Air-fall material got from the Fukushima Daiichi Nuclear Power Plant (FDNPP) mishap has formerly been isolated and examined from regions across Japan, expanding many kilometers from the facility.
Like the Chernobyl accident of April 1986, the incident at the Fukushima Daiichi Nuclear Power Plant (FDNPP) has been grouped by the International Atomic Energy Agency (IAEA) at Level 7 (the most serious) of the International Nuclear Event Scale (INES) as a result of the enormous amount of radioactivity released into nature.
Following the isolation of the sub-mm particulate from environmental samples obtained from localities close to the FDNPP, a new study has uncovered new insights into the sequence of events that led to the Fukushima nuclear accident.

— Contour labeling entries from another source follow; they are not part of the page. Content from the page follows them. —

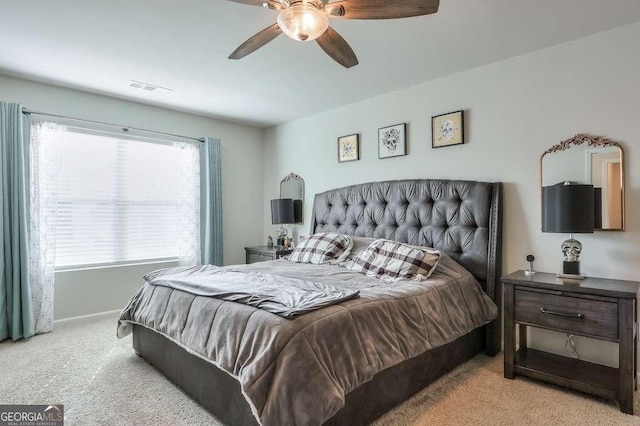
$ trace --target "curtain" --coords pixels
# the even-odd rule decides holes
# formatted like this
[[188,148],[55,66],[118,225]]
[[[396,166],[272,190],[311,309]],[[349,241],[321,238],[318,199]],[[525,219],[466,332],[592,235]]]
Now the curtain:
[[35,333],[29,282],[29,122],[0,102],[0,340]]
[[179,167],[178,183],[178,258],[179,264],[200,264],[200,158],[198,145],[192,142],[175,142]]
[[31,122],[30,278],[36,334],[53,330],[60,154],[66,127]]
[[200,252],[202,264],[222,266],[220,139],[200,144]]

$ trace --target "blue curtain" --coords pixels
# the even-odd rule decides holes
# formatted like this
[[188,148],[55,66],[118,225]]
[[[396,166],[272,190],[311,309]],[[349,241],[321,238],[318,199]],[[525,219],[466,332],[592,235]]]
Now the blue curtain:
[[203,265],[222,266],[222,171],[214,138],[200,145],[200,257]]
[[0,340],[35,334],[29,282],[29,119],[0,102]]

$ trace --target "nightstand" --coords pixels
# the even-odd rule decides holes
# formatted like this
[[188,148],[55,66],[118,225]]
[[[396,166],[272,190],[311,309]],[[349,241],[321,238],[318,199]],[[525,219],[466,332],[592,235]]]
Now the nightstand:
[[293,250],[285,248],[285,247],[267,247],[267,246],[257,246],[257,247],[245,247],[246,253],[246,262],[256,263],[256,262],[264,262],[265,260],[276,260],[280,259],[282,256],[286,256],[291,253]]
[[[524,271],[502,277],[504,284],[504,377],[543,380],[618,400],[633,414],[637,387],[637,308],[640,283]],[[519,348],[516,350],[516,327]],[[527,348],[527,327],[587,336],[620,345],[619,368],[606,367]]]

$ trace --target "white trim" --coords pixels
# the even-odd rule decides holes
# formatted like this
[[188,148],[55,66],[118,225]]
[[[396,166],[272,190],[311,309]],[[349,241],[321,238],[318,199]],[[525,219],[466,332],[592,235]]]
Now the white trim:
[[61,323],[66,323],[66,322],[75,322],[75,321],[82,321],[88,318],[99,318],[99,317],[108,317],[111,315],[115,315],[115,314],[119,314],[120,312],[122,312],[122,309],[116,309],[114,311],[106,311],[106,312],[97,312],[95,314],[87,314],[87,315],[80,315],[77,317],[69,317],[69,318],[61,318],[59,320],[55,320],[53,323],[54,324],[61,324]]

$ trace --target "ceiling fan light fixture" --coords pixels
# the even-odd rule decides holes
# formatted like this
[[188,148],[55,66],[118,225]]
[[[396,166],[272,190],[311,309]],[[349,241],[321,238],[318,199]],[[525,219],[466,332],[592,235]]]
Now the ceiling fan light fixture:
[[315,5],[297,3],[278,15],[278,26],[298,41],[315,40],[329,28],[329,18]]

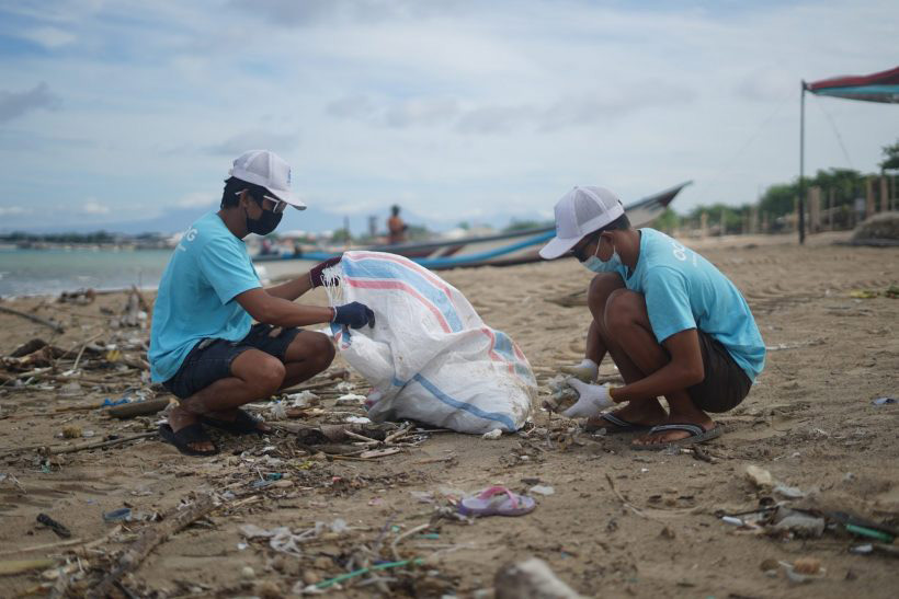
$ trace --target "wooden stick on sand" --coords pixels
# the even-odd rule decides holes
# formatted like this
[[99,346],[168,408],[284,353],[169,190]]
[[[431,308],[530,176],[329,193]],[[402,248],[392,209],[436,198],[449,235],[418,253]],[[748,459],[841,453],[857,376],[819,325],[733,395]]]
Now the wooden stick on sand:
[[110,595],[115,584],[128,572],[137,569],[140,563],[157,545],[186,528],[192,522],[203,518],[215,507],[215,498],[212,495],[206,495],[197,499],[194,505],[186,509],[180,511],[174,510],[167,514],[166,518],[158,526],[144,529],[137,540],[122,553],[115,568],[113,568],[99,585],[91,589],[88,594],[88,598],[102,599]]
[[59,334],[66,332],[60,325],[56,324],[55,322],[50,322],[46,319],[42,319],[41,316],[35,316],[34,314],[29,314],[26,312],[20,312],[19,310],[13,310],[12,308],[7,308],[5,306],[0,306],[0,312],[4,312],[7,314],[12,314],[14,316],[21,316],[23,319],[27,319],[32,322],[36,322],[37,324],[43,324],[44,326],[48,326],[56,331]]

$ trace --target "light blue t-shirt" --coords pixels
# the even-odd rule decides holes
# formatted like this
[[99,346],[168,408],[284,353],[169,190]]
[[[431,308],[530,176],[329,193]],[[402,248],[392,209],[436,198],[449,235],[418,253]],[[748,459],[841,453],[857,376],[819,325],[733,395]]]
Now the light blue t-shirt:
[[646,298],[656,339],[698,329],[721,343],[751,381],[765,365],[765,345],[743,296],[710,262],[655,229],[640,229],[640,256],[624,277]]
[[234,300],[262,287],[247,246],[215,212],[181,238],[159,281],[150,331],[150,375],[171,379],[204,338],[240,341],[252,319]]

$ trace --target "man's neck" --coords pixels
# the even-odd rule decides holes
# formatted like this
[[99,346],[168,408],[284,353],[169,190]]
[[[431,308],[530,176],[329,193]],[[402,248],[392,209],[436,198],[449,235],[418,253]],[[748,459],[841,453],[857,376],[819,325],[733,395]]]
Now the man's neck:
[[240,210],[240,207],[221,208],[216,214],[237,239],[242,240],[250,234],[247,230],[247,215]]
[[617,238],[615,250],[618,252],[618,257],[622,258],[622,264],[631,272],[637,268],[637,261],[640,260],[640,234],[638,229],[627,229],[618,231],[615,235]]

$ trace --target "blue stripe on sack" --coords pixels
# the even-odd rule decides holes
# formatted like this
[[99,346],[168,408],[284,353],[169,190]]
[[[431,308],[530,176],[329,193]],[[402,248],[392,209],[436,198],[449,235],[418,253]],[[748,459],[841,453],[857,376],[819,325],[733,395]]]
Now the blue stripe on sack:
[[503,245],[502,247],[497,247],[496,250],[491,250],[489,252],[479,252],[477,254],[468,254],[465,256],[458,257],[445,257],[445,258],[412,258],[417,263],[421,264],[425,268],[432,268],[435,266],[460,266],[463,264],[470,264],[473,262],[483,262],[485,260],[494,258],[501,256],[503,254],[511,254],[512,252],[517,252],[523,247],[528,247],[531,245],[536,245],[538,243],[543,243],[556,237],[556,231],[548,231],[546,233],[542,233],[539,235],[535,235],[533,238],[527,238],[524,241],[520,241],[519,243],[512,243],[510,245]]
[[512,339],[502,331],[493,331],[496,341],[493,342],[493,349],[499,354],[505,356],[512,361],[517,361],[514,352],[512,352]]
[[451,407],[455,407],[456,410],[462,410],[464,412],[468,412],[469,414],[477,416],[478,418],[483,418],[485,421],[493,421],[500,424],[505,425],[509,431],[515,430],[515,423],[512,422],[512,418],[507,416],[505,414],[499,414],[497,412],[485,412],[483,410],[474,406],[469,403],[460,402],[459,400],[455,400],[437,389],[434,383],[422,377],[421,375],[416,375],[412,377],[412,380],[418,382],[424,389],[431,392],[436,399],[445,403]]
[[454,333],[463,329],[462,320],[443,289],[408,266],[382,258],[346,258],[343,261],[343,272],[348,277],[356,279],[395,279],[406,283],[440,310]]

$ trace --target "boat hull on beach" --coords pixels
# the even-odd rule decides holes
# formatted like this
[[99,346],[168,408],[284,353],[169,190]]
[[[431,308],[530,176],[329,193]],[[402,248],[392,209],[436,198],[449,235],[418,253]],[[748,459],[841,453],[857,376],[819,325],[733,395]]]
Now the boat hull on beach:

The multi-organisation research, led by Dr. Peter Martin and Professor Tom Scott from the University of Bristol’s South West Nuclear Hub in collaboration with scientists from Diamond Light Source, the UK’s national synchrotron facility, and the Japan Atomic Energy Agency (JAEA).
Following the isolation of the sub-mm particulate from natural samples acquired from regions near the FDNPP, scientists used the high-resolution combined x-ray tomography and x-ray fluorescence mapping capacities of the Coherence Imaging (I13) beamline at the Diamond Light Source.
We have learned an invaluable amount about the long-term environmental effects of the Fukushima accident from this single particle as well as develop unique analytical techniques to further research into nuclear decommissioning.”